What would support this metric and bring context and clarity?
- Number of actions – have you checked Google Analytics to understand how many clicks or webpages it takes to complete the desired action?
- Bounce rate – are visitors confused or unclear, and leaving the site?
- User surveys and user interviews – have you asked customers for direct feedback to reliably understand their impressions, motivations, and challenges?
- Heatmaps and screen recordings – watch customers navigate your website, see how far they scroll a webpage, and where they drop off
- Calls for Help – how frequently are visitors landing on the Help page, reaching out to customer service, or indicating they are confused via the Chatbot?
Goal 5 - Increased Brand Awareness
“Awareness” may be step one of the traditional customer journey, but it’s an elusive metric to quantify. To measure awareness health, you’ll look at all aspects of your acquisition strategy and seek growth across conversions.
What would support this metric and bring context and clarity?
- Sales conversion benchmarks – are you getting more “Contact Us”, subscriptions, or product downloads?
- Key Webpage Traffic – are you getting increased traffic to key sales pages (versus educational material)?
- Email/Newsletter list growth – are more people signing up to hear from your business?
- Social follower count and activity – are more people following your business on social channels AND interacting, via comments or shares?
- Channel traffic – are more people visiting the website from direct, social, PPC, or email sources?
- New or repeat visits – are you increasing the volume of returning visitors or a fresh audience?
- Session duration/Pages per Session – are visitors staying on the website and visiting multiple pages?
- Content downloads – are more people downloading content or otherwise converting?
Goal 6 – Social Follower Value
Social media metrics indicate popularity and reach. Yet, each platform measures a different set of metrics and its algorithms weigh activity differently. What can you measure to understand your social audience’s value?

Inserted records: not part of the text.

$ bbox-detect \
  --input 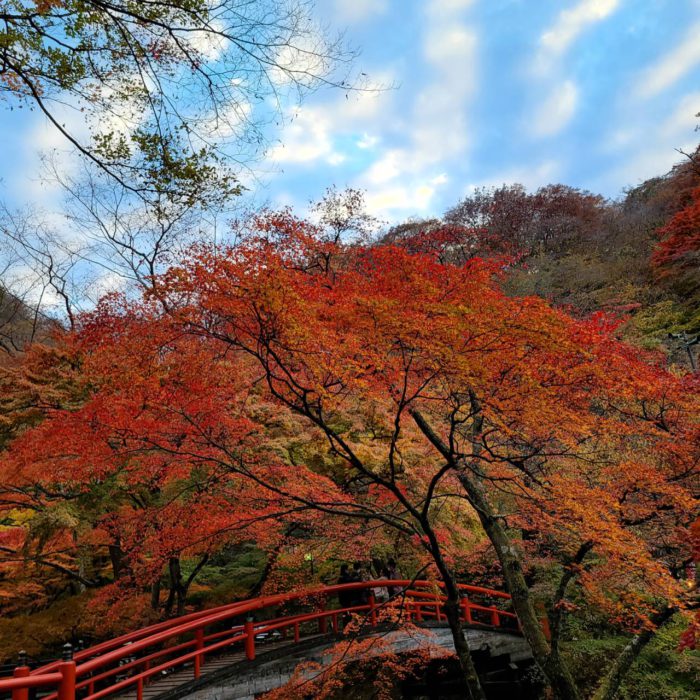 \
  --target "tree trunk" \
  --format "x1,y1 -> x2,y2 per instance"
591,608 -> 675,700
421,519 -> 486,700
165,557 -> 182,616
151,579 -> 160,610
458,469 -> 581,700
411,408 -> 581,700
108,542 -> 124,581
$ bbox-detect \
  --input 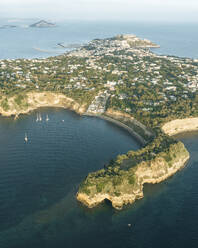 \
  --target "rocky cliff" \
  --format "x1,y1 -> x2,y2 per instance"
162,118 -> 198,136
77,142 -> 189,209
0,92 -> 86,116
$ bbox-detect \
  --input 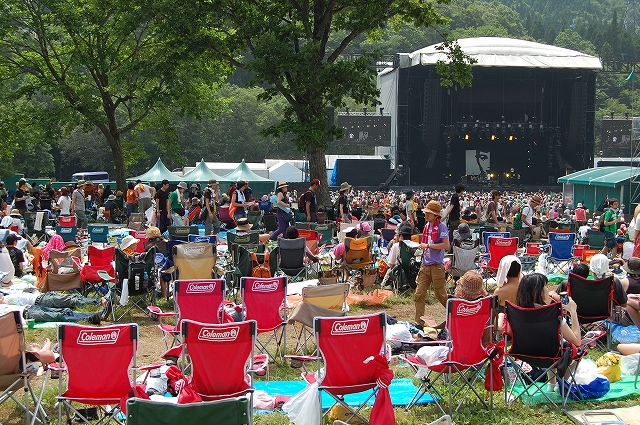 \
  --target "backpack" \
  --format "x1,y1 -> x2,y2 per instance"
298,189 -> 311,213
251,252 -> 271,277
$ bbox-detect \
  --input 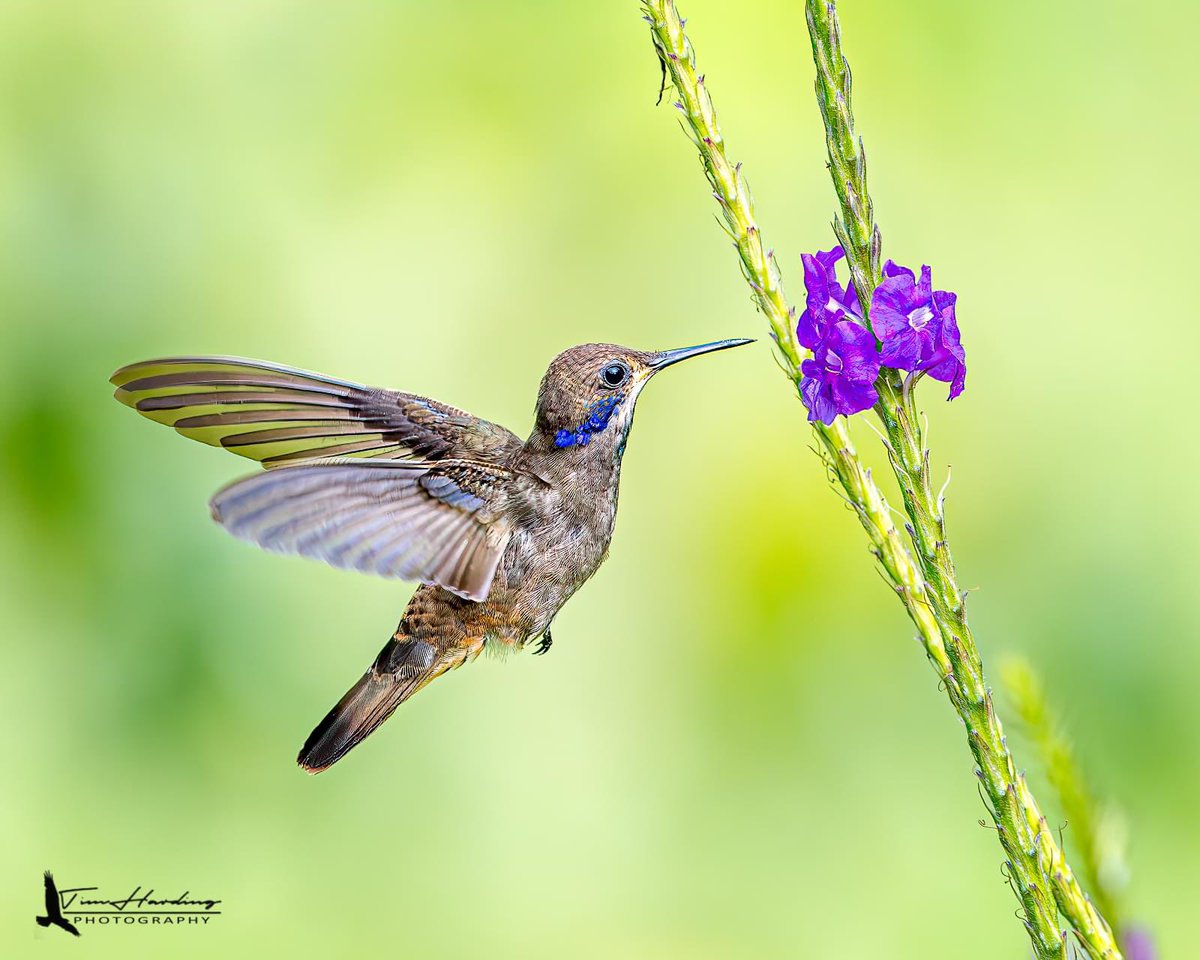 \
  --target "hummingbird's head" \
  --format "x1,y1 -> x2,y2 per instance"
535,340 -> 754,454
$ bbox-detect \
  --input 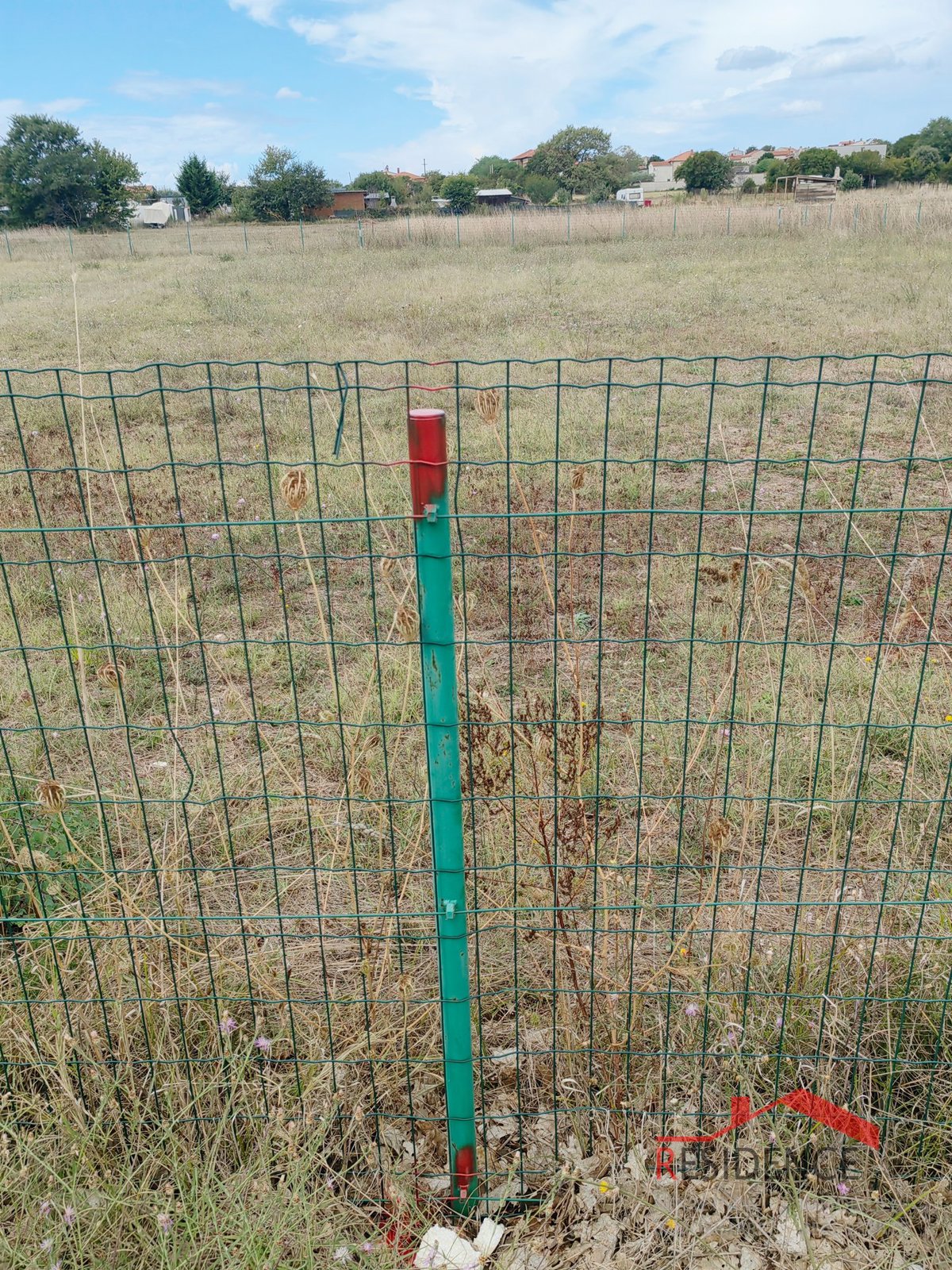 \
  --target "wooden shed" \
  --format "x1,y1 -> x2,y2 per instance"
777,167 -> 843,203
314,189 -> 367,221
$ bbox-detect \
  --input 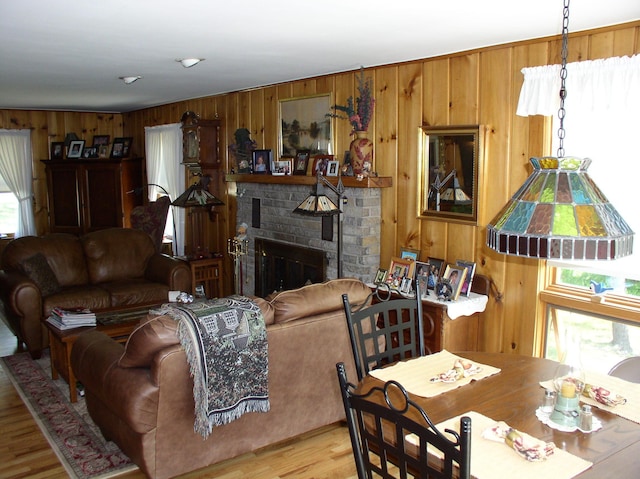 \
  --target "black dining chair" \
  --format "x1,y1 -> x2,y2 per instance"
336,363 -> 471,479
342,282 -> 425,380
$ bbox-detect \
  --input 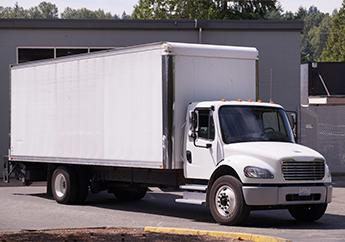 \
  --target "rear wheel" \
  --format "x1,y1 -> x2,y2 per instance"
289,203 -> 327,222
51,166 -> 78,204
209,175 -> 250,225
76,171 -> 90,204
113,186 -> 147,201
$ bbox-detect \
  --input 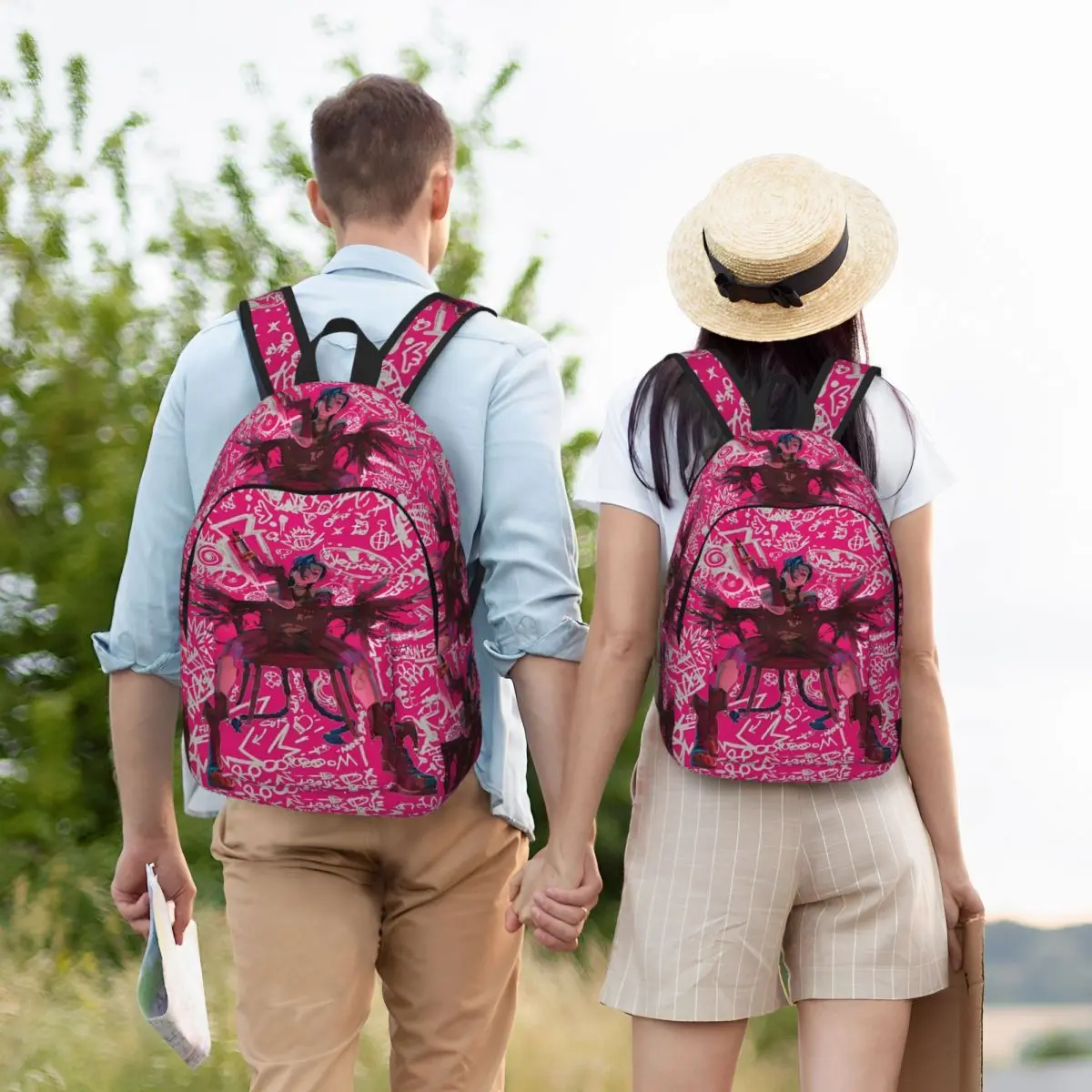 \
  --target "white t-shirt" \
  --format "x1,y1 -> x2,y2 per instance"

What social media metrics would bring context and clarity?
- Traffic from social – are followers leaving the platforms to check you out on owned channels, like your website?
- Sales, Contact Us, Demo Requests from Social Referrals – are visitors from social ultimately buying or converting?
- Engagement per post/per follower – are followers interacting with your social posts, by sharing, commenting, or otherwise deepening the conversation?
- Mentions – are followers talking about your brand and widening your reach?
Center Your Strategy in the Right Data
Ultimately, building enjoyable and effective digital experiences is part art and part science. It’s constant measurement and optimization. Marketers embrace that launch, experiment, measure, and optimize mindset with zeal, forever upping the ante to create greater outcomes.
To be successful, they need a thoughtful measurement strategy, centered on the right combination of KPIs.
Meaningful metrics guide your next action. They help you decide what to do, optimize, remove, or revere to incrementally get closer to your end goal.
Resist the siren call of the vanity metric. Just like that second bar, vanity metrics might make you feel good in the moment, but you’ll be confused in the morning.